2014年9月12日金曜日

『たかたび』と『ハナミズキのみち』

キャンプに行く前日のこと。
ポストの中に、大きな郵便物が届いてた。

陸前高田のキャピタルホテル1000からだった。
6月に、Goedの誕生日旅行で宿泊させて頂いてから、3ヶ月以上が経過した8月12日のこと。

中に入っていたものは、なんと、『たかたび』。
『たかたび』とは、旅人の旅人による旅人のための、陸前高田ガイドブックで、企画・製作は、岩手大学の学生・教員有志からなる陸前高田応援チーム。

このガイドブック、キャピタルホテル1000に宿泊した際、夜ご飯のお店探しの参考にするのに、数時間お借りしたのだった。
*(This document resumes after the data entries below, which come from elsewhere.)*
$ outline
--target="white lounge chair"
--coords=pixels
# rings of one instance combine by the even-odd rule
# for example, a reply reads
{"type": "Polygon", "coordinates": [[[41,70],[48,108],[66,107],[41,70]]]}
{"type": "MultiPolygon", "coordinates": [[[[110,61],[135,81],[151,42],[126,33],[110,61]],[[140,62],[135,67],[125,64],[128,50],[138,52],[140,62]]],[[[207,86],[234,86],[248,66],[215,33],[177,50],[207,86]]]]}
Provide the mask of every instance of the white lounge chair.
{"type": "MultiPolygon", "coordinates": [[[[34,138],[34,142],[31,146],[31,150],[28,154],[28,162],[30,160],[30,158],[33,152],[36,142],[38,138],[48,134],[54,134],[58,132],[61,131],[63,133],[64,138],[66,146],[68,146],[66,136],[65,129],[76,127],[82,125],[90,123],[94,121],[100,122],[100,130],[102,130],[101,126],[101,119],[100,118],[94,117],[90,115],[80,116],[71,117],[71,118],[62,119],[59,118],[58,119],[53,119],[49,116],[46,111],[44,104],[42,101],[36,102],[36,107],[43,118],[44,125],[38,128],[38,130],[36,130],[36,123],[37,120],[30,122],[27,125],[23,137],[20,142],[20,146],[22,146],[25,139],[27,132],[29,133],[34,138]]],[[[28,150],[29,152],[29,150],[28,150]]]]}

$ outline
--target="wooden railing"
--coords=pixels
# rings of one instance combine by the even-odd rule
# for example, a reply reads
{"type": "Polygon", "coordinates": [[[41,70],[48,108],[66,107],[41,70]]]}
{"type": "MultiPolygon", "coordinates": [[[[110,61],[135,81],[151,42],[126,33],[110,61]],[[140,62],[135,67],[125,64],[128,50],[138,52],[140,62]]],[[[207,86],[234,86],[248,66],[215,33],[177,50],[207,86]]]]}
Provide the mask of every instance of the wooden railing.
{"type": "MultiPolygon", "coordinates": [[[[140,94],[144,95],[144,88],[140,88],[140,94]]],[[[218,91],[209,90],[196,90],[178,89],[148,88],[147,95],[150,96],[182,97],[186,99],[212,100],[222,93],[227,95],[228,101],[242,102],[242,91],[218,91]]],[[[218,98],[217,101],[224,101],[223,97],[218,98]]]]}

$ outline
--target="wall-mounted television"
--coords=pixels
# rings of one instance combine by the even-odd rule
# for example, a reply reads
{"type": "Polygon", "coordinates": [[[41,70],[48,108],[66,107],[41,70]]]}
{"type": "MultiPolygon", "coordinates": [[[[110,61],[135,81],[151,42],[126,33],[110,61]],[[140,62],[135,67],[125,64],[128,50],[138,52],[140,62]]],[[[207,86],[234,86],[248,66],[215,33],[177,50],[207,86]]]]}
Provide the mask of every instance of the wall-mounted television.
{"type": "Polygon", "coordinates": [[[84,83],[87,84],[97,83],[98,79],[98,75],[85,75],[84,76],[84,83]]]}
震災後の復興のさなかのこの町で、商売や取組みを再開・開始している人達がたくさんいる。
そんな場所を、訪れて欲しいとの想いが詰まったガイドブック。



再び陸前高田を訪れた際や、陸前高田を旅したいと思う人が周りに出現したら、このガイドブックは必要だと思い、フリーマガジンだというこのガイドブックが欲しかった。
ホテルに尋ねてみると、残念ながら、当初各部屋に置いていたこのガイドブックはどんどんなくなってしまい、今はもうホテルの保存用しかないとのことだった。


残念。

それが。

3ヶ月以上も経っているのに、
当時私達がこのガイドブックを欲していたことを覚えていてくれて、
「在庫が届きましたので送付いたします」とのメモと共に、
『たかたび』を、
届けてくれたのだ。


本当に本当に感激なこと。


ホテルを去る時に、ロビーの書棚に置いてあった絵本が気になった。

『ハナミズキのみち』
浅沼ミキ子 作、黒井健 絵。

図書館で借りてじっくり読もうと、メモ代わりに写真を撮っておいた。













旅行から帰ってすぐに予約したものの、既に数人の予約があったので、私の手に廻ってくるのに3ヶ月を要し、キャンプから帰ってきた直後のこと。

なんという奇遇なのだろう。

絵本を借りたその足で、カフェに座り、読み始めた。


本を開く。
あっ、奇跡の一本杉。
ここ、行ったところだ。








ページを開く。
あの震災の前の風景。






あんなことが起こるとは夢にも思わず暮らしていた日々。
いつもの浜辺があり、昨日と変わらず、家族がいて、心から笑って、時にはケンカなんかもする。

ただいまと、帰るおうちがあって
ただいまと言う人と、おかえりと言う人がいた。





2011年3月11日。
地震と津波が、すべてを破壊し、すべてをのみこんだ。
「いつも」だったことは、いつもじゃなくなり、
「ただいま」という声も、聞こえない。






「ぼくはどこにいるんだろう
 うすもも色の花の中で、ねむっているのかな。
 おかあさんがぼくをさがしている。
 おかあさんの泣き声が聞こえる。
 もう泣かないで。
 楽しかったことを思い出してわらっていてね。
 ぼくは、ここから見ているから。」

作者の浅沼ミキ子さんには、タケルさんという25歳の息子さんがいた。
大船渡市職員をしていたタケルさんとは、震災直後、お互い避難中に偶然出会ったという。
「ご無事で何より」と声をかけたタケルさんは、再度避難誘導に向かい、それが最後の姿となったそうだ。
タケルさんは、震災から10日後に、見つかった。

浅沼さんは、眠れぬ日が続き、何度も呼吸困難になり、涙が止まらなかったという。
なんであの時一緒に逃げなかったのかとの後悔と共に。

ある時タケルさんが夢枕に立った。
「大好きな街をずっと守りたい。津波から逃れる避難路に沿って、ハナミズキを植えてほしい」
「見守っているから笑ってほしい」

海岸から高台に続く避難路をシンボルロードとして建設中の大船渡市。
浅沼さんのもとに仲間たちが集い、その沿道に、ハナミズキを植えてほしいと、市に掛けあっているところだという。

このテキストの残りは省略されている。